La La Land is a visual and musical wonder, told in the story of everybody who dare to dream. The chemistry, the songs, the visuals, the performances are blending perfectly into an unforgettable, one-of-a-kind cinematic experience. I fell in love instantly by how director / writer Damien Chazelle use the eye popping colors and murals to set the mood and tone for the chapters in La La Land. Or how he captured the hearts, passion, and the power of music in a gorgeous 2.55:1 photography. Or how he wrapped the story of Sebastian and Mia in a powerful, incredibly beautiful musical presentation unlike anything you’ve ever seen.

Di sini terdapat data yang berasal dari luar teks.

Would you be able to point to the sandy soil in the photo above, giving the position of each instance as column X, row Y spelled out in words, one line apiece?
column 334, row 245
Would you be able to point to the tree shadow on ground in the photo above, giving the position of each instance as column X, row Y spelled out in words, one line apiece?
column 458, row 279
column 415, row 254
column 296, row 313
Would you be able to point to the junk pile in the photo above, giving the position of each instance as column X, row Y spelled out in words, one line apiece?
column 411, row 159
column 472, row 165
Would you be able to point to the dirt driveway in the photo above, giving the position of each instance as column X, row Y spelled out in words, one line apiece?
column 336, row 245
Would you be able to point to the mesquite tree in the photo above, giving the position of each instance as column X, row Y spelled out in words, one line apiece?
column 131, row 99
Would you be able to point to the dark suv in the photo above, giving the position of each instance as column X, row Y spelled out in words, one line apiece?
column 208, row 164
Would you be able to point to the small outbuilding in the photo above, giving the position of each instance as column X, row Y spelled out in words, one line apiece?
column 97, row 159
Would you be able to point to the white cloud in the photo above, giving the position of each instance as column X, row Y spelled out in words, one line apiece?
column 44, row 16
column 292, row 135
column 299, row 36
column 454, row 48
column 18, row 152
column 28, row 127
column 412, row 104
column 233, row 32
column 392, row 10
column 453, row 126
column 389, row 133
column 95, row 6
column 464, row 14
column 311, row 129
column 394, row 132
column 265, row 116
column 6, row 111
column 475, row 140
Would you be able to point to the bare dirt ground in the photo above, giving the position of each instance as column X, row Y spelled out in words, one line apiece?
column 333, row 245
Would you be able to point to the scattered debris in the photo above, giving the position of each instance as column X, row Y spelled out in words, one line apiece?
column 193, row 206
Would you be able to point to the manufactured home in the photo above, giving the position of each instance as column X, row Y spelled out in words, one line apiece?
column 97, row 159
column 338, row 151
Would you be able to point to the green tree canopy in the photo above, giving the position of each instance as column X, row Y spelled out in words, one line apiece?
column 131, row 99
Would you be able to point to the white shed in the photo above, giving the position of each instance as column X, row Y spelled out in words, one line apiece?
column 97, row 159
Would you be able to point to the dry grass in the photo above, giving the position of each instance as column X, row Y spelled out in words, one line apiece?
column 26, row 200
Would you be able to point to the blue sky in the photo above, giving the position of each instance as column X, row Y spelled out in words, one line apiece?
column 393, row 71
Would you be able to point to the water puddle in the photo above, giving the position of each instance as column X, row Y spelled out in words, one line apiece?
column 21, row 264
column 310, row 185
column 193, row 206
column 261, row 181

I could go on and on, but that would be a waste of time, because everything in La La Land is beyond magical. It’s a tribute, a love letter to Hollywood golden ages and the power of cinema that’s so beautiful it’s indescribable. So go, experience it immediately in cinema, this is probably your only chance because Hollywood absolutely don’t make films like this anymore.


1.
Arrival
US / Sci-fi / Directed by: Dennis Villeneuve


Thought-provoking, beautifully filmed, and expertly paced, Arrival is truly one of the greatest, most important science fiction films ever made. Film ini tidak hanya sekedar kisah alien invasion yang menegangkan, tetapi juga sebuah fiksi ilmiah yang memuat pesan-pesan besar tentang moralitas, kehidupan, dan cinta yang dituturkan dengan begitu tegas dan luar biasa oleh sutradara Denis Villeneuve. Amy Adams menampilkan performa terbaiknya di film ini.